Dataproc FAQ

General

What is Dataproc?

Dataproc is a fast, easy-to-use, low-cost and fully managed service that lets you run the Apache Spark and Apache Hadoop ecosystem on Google Cloud Platform. Dataproc provisions big or small clusters rapidly, supports many popular job types, and is integrated with other Google Cloud Platform services, such as Cloud Storage and Cloud Logging, thus helping you reduce TCO.

How is Dataproc different from traditional Hadoop clusters?

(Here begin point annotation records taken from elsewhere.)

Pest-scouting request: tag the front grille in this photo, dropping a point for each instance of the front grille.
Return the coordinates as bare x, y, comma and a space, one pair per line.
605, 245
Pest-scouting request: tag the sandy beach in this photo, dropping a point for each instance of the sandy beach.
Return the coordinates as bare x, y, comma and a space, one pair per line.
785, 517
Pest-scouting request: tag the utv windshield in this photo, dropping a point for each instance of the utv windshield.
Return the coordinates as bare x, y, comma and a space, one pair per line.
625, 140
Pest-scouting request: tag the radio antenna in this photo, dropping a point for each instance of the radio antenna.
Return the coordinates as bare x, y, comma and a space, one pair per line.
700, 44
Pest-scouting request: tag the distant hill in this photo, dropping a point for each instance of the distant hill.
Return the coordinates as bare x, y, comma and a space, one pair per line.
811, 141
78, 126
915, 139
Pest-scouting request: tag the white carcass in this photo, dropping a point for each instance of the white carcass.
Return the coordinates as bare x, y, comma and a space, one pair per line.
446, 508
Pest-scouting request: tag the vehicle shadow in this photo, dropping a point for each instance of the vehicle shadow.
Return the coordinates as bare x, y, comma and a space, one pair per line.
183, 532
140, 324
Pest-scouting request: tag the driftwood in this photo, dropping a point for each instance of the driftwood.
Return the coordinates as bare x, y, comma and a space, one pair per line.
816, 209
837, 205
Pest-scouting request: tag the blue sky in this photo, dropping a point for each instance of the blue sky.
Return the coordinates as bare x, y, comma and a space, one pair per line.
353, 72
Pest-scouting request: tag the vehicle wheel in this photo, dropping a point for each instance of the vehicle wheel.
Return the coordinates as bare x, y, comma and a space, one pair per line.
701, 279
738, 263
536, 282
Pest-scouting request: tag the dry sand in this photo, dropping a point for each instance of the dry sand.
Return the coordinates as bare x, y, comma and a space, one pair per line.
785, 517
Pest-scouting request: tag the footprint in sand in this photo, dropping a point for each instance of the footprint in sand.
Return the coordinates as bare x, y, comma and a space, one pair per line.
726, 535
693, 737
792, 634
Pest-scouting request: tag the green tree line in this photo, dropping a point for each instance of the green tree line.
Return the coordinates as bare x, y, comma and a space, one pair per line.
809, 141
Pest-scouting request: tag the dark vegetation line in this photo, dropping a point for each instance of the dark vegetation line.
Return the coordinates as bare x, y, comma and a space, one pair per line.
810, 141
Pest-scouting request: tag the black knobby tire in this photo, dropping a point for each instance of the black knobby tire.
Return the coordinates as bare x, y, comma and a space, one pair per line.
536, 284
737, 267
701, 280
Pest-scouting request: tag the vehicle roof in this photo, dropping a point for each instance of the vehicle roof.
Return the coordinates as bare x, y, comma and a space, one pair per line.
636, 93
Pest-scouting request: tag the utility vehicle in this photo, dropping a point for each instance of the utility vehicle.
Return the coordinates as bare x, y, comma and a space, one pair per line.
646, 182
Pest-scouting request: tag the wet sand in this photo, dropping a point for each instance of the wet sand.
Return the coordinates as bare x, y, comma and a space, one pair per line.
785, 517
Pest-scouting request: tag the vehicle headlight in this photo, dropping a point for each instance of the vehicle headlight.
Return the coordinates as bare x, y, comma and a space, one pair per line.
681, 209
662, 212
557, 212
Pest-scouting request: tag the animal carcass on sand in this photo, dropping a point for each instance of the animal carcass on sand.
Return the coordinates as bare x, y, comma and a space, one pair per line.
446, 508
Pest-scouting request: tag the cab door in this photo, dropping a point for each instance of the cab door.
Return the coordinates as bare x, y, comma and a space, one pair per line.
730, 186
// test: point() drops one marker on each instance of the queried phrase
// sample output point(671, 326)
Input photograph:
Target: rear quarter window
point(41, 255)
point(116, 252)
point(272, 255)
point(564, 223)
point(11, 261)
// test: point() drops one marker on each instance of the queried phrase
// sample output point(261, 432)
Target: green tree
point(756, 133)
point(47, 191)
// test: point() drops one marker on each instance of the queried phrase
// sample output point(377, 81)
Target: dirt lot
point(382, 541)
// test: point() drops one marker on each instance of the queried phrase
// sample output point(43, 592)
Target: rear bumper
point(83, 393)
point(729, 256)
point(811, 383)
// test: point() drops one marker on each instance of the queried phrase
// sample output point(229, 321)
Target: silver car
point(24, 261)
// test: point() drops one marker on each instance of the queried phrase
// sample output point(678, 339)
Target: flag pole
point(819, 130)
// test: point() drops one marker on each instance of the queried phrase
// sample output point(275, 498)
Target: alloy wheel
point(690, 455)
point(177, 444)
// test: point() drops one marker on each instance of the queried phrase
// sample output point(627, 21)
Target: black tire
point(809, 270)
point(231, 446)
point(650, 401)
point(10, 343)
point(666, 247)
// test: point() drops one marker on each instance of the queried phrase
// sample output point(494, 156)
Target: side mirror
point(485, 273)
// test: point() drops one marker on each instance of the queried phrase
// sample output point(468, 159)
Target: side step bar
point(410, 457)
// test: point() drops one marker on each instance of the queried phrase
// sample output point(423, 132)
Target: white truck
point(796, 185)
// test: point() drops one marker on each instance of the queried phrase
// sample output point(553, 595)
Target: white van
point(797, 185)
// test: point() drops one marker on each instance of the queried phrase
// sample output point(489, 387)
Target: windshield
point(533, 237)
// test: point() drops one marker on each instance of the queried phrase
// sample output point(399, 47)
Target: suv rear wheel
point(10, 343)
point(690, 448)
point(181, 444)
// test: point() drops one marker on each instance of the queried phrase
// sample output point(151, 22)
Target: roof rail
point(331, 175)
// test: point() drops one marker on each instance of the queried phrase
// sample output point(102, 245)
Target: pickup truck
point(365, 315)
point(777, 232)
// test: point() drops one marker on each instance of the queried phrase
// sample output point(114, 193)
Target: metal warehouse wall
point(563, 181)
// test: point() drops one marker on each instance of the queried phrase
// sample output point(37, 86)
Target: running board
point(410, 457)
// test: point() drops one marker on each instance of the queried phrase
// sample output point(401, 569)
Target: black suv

Dataproc is a managed Spark/Hadoop service intended to make Spark and Hadoop easy, fast, and powerful. In a traditional Hadoop deployment, even one that is cloud-based, you must install, configure, administer, and orchestrate work on the cluster. By contrast, Dataproc handles cluster creation, management, monitoring, and job orchestration for you.

How can I use Dataproc?

There are a number of ways you can use a Dataproc cluster depending on your needs and capabilities. You can use the browser-based Google Cloud console to interact with Dataproc. Or, because Dataproc is integrated with the Google Cloud CLI, you can use the Google Cloud CLI. For programmatic access to clusters, use the Dataproc REST API. You can also make SSH connections to master or worker nodes in your cluster.

How does Dataproc work?

Dataproc is a managed framework that runs on the Google Cloud Platform and ties together several popular tools for processing data, including Apache Hadoop, Spark, Hive, and Pig. Dataproc has a set of control and integration mechanisms that coordinate the lifecycle, management, and coordination of clusters. Dataproc is integrated with the YARN application manager to make managing and using your clusters easier.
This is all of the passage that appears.